Was ist Vault Grade?
Was es bedeutet
„Vault grade“ ist eine subjektive, hochrangige Bezeichnung, die von spezialisierten Grading-Diensten vergeben wird, und keine standardisierte numerische Bewertung wie PSA 10 oder BGS 9. Es dient als qualitative Beschreibung dafür, dass eine Karte die höchsten Standards der Konservierung und Authentifizierung erfüllt hat. Der Begriff impliziert, dass die Karte unter nahezu perfekten, archivtauglichen Bedingungen gelagert wurde – oft unter Bezugnahme auf institutionelle oder museale Lagerprotokolle. Für den Wiederverkäufer bedeutet dies den absoluten Gipfel der Erhaltung, der über die Standardbewertungen „Gem Mint“ hinausgeht. Es ist ein Marketingbegriff für ein A-Grade-Investmentstück.

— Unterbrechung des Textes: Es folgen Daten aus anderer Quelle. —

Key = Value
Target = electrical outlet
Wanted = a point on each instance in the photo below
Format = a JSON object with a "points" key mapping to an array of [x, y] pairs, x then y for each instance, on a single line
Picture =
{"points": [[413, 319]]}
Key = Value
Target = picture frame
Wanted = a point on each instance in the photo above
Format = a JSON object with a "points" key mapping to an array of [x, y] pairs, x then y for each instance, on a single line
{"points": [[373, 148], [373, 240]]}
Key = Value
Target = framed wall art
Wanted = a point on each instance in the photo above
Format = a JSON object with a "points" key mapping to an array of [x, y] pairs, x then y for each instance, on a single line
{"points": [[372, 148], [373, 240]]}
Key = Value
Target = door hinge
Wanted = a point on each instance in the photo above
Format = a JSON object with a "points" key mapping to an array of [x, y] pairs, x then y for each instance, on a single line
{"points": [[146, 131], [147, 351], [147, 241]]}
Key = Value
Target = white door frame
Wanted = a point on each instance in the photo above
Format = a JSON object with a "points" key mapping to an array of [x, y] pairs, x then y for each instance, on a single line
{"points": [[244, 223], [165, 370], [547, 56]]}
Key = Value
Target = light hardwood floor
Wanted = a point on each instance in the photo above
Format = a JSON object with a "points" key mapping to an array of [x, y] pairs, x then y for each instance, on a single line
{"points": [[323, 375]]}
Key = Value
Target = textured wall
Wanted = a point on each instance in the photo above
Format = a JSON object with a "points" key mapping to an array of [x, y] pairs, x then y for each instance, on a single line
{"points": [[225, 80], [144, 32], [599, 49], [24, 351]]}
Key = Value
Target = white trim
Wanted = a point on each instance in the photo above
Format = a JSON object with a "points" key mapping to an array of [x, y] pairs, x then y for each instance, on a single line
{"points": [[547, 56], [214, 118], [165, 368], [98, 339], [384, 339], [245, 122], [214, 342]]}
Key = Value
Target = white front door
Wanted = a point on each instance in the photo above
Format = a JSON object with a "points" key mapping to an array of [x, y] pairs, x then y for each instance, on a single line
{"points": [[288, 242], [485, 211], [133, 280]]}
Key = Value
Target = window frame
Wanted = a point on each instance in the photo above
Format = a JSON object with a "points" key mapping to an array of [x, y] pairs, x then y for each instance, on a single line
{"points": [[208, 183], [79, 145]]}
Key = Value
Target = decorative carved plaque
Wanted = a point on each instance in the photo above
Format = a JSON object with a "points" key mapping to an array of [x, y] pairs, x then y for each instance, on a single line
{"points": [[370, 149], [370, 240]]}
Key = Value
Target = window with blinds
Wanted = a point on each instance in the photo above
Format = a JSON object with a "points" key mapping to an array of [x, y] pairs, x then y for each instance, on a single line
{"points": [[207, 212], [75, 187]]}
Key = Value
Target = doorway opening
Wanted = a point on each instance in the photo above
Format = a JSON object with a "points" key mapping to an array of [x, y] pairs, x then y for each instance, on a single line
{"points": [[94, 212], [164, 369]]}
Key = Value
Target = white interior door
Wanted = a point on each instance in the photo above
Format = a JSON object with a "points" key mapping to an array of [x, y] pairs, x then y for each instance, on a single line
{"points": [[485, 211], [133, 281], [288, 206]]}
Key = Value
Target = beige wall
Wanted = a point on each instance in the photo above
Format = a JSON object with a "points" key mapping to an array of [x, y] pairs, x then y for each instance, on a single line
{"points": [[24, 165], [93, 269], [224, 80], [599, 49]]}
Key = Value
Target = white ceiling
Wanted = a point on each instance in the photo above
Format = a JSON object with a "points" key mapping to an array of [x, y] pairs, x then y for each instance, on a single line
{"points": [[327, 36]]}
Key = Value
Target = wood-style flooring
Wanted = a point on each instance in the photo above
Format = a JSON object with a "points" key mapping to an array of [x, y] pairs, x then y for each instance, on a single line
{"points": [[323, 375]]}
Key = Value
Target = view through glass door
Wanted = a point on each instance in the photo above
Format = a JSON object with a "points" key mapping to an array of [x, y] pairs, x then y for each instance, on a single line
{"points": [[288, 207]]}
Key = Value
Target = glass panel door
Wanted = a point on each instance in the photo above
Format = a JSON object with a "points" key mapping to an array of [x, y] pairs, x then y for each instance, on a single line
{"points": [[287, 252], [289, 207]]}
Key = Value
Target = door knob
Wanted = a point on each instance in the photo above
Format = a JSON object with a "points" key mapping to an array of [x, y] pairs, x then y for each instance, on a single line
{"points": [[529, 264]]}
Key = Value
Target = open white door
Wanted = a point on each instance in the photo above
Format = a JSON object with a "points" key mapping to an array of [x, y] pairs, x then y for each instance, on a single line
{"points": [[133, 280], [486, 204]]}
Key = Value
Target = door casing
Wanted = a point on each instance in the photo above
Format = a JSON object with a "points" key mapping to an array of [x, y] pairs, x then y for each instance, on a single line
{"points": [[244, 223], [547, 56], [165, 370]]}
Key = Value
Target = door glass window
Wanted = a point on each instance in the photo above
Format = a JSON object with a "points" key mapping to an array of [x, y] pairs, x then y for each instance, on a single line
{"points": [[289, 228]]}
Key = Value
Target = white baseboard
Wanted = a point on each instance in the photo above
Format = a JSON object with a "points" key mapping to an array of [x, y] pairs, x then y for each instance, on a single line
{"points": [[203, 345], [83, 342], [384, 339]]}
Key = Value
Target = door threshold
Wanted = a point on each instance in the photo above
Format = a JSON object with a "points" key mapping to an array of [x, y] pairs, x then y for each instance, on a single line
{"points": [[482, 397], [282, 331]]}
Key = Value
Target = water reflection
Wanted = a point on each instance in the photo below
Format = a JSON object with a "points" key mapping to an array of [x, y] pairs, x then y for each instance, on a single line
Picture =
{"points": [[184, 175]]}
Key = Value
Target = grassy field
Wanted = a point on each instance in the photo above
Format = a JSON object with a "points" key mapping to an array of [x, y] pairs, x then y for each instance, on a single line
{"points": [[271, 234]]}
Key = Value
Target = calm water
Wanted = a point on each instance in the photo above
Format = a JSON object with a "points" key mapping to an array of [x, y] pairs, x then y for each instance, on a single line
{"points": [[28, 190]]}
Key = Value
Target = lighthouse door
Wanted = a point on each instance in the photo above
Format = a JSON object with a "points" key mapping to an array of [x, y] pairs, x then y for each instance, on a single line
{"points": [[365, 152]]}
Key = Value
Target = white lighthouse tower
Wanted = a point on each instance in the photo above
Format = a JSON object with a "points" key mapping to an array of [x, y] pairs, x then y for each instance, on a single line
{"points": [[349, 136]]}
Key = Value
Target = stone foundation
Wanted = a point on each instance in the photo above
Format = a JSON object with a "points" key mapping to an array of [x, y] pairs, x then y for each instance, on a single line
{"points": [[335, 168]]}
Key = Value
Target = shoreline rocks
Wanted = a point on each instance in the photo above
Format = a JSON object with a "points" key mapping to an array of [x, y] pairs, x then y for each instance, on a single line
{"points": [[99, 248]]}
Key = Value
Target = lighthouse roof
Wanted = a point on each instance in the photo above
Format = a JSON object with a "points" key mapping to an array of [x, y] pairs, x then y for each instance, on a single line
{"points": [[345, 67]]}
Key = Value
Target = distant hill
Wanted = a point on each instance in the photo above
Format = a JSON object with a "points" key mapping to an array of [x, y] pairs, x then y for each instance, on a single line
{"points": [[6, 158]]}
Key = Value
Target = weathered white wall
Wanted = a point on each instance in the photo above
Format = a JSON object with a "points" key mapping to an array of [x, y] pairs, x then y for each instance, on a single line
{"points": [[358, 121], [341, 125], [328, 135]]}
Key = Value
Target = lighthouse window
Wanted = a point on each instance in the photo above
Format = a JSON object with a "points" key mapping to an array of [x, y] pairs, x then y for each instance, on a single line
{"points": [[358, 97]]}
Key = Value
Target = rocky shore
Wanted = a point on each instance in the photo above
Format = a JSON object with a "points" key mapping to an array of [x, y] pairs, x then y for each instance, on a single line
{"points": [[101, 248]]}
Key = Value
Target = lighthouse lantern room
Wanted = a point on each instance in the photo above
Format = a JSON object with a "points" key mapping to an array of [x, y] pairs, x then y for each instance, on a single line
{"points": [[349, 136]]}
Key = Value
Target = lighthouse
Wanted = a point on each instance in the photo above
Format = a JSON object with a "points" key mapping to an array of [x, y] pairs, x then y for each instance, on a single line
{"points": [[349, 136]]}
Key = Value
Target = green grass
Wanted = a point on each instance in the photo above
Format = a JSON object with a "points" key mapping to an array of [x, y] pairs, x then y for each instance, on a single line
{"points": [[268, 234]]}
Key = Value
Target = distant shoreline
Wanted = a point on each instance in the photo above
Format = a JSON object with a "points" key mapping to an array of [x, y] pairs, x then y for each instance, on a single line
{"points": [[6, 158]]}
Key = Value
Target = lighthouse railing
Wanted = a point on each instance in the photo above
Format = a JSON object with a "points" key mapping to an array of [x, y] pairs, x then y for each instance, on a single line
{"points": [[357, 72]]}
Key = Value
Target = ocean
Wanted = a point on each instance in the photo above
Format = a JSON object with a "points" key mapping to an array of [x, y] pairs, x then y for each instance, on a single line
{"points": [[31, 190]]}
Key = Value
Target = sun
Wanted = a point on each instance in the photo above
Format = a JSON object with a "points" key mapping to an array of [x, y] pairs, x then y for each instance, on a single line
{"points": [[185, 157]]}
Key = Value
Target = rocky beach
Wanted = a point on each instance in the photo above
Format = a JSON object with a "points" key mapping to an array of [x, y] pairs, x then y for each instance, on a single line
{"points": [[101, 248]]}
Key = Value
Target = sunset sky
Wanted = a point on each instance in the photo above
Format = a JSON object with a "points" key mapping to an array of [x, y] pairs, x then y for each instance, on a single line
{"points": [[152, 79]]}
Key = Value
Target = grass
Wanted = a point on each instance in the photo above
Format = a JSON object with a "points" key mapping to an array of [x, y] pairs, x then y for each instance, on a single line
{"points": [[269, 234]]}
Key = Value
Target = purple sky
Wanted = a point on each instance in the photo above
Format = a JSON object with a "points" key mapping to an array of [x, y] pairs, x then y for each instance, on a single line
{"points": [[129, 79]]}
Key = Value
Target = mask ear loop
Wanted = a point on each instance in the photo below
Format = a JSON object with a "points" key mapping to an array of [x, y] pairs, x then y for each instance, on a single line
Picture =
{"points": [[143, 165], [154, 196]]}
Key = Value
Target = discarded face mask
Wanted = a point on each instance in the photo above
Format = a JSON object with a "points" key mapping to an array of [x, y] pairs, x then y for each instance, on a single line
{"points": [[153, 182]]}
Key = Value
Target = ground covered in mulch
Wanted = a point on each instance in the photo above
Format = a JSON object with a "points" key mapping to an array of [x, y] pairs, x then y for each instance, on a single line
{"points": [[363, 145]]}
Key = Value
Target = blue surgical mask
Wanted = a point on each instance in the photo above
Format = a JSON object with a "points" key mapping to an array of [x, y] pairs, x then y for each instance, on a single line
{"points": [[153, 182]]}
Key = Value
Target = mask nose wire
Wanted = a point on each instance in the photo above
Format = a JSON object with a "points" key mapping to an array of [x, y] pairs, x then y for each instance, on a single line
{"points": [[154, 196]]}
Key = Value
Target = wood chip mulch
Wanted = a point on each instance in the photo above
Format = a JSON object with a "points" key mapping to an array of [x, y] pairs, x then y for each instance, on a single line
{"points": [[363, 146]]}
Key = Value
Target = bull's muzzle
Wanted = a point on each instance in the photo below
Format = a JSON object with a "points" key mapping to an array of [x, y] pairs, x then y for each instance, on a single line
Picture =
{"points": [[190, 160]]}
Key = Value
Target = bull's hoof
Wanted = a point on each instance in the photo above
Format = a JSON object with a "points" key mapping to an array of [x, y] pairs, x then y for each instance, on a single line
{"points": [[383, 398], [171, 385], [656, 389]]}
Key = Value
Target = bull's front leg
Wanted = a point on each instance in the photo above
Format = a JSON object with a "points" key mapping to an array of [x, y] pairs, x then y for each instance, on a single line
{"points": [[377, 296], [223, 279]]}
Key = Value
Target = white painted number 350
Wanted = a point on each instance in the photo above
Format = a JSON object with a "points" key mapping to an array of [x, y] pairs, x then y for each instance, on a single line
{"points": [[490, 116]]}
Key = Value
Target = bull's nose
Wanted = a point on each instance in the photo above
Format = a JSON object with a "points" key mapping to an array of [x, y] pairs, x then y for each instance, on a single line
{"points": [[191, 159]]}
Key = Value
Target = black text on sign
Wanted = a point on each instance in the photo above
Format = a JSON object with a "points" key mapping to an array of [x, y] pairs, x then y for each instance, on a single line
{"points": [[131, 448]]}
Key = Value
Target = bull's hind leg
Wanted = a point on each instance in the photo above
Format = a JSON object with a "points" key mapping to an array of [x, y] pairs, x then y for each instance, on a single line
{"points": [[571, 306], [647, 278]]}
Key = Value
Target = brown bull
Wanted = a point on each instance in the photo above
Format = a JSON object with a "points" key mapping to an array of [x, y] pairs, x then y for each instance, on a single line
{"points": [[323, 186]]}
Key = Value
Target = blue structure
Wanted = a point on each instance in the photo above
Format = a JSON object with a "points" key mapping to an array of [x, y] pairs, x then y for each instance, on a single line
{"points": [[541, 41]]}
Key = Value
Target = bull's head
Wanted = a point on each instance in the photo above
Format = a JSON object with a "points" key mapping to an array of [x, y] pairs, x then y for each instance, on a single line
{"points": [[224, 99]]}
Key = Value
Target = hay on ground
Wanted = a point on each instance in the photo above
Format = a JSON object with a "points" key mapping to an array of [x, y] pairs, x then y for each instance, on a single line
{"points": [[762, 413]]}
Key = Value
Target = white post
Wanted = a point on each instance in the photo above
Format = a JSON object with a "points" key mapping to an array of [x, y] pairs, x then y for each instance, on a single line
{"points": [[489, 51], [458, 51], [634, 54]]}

Was es für den Preis bedeutet
Die Preisprämie, die mit einem verifizierten Vault Grade verbunden ist, ist beträchtlich und liegt oft zwischen 1,8x und 3,5x dem Wert einer hochgradigen Rohkarte, abhängig von der Seltenheit der Karte und der Marktnachfrage. Ein häufiger Auslöser für einen höheren Multiplikator ist eine perfekte Zentrierung in Kombination mit einem makellosen Oberflächenzustand (keine Druckfehler, kein Randabrieb). Umgekehrt, wenn die Bezeichnung „vault grade“ locker auf eine Karte mit geringfügigen, nicht aufgeführten Mängeln angewendet wird, fällt der Wert stark ab und kann manchmal unter den Preis einer Standard-Hochgradkarte fallen. Beispielsweise könnte eine seltene Rookie-Karte mit „vault grade“ für $10.000 verkauft werden, während dieselbe Karte in einem Standard-PSA 10 vielleicht nur $6.000 erzielt.
Wie man es erkennt
Es gibt keine universellen Editionsmarker für „vault grade“. Es ist ein Etikett, das *nach* der Bewertung angebracht wird. Der Beweis ist das Zertifikat selbst. Käufer müssen die Akkreditierung der Grading-Firma überprüfen und deren spezifische Einreichungsrichtlinien für den „vault“-Status einsehen. Verkäufer sollten hochauflösende Fotos der Karte aus verschiedenen Winkeln *vor* der Bewertung bereitstellen. Häufige Probleme sind gefälschte Grading-Etiketten oder Falschdarstellungen, bei denen eine Karte lediglich gut gelagert, aber nicht formell auf das höchste Niveau bewertet wurde. Wenn ein Verkäufer behauptet, es sei „vault grade“, aber kein Zertifikat der Grading-Firma vorlegt, ist die Bezeichnung wertlos.
Klug kaufen
Die Bezahlung einer Prämie für ein Vault Grade ist nur dann gerechtfertigt, wenn die Karte ein Blue-Chip-Asset ist – eine sehr begehrte Rookie- oder Chase-Karte mit etablierter, konstanter Marktnachfrage. Wenn die Karte mittelmäßig ist oder ein volatiler Markt hat, überwiegt das Risiko, zu viel für das subjektive „vault“-Etikett zu bezahlen, den Nutzen. Ein fairer Deal liegt vor, wenn der Angebotspreis innerhalb von 20 % der etablierten Auktionsergebnisse für vergleichbare, offiziell bewertete Top-Tier-Karten desselben Dienstes liegt. Wenn die Prämie den Preis um mehr als 30 % über den vergleichbaren Marktwert treibt, ist eine weitere Sorgfaltspflicht bezüglich der Grading-Firma erforderlich.
Klug verkaufen
Das Auflisten einer Karte mit Vault Grade erfordert, dass das Grading-Zertifikat der Mittelpunkt der Anzeige ist. Das wertvollste Element ist das authentifizierte, hochauflösende Bild des offiziellen Grading-Slabs/Zertifikats, das die „vault“-Bezeichnung deutlich zeigt. Dies hebt den Artikel von einem hochgradigen Sammlerstück zu einem zertifizierten Anlagegut. Käufer zahlen die Prämie für die Risikominderung, die die Bewertung bietet. Das Auflisten ohne das Zertifikat, selbst wenn die Karte physisch makellos ist, zwingt den Käufer, das Risiko selbst einzugehen, was zu einem deutlich niedrigeren Angebot führt.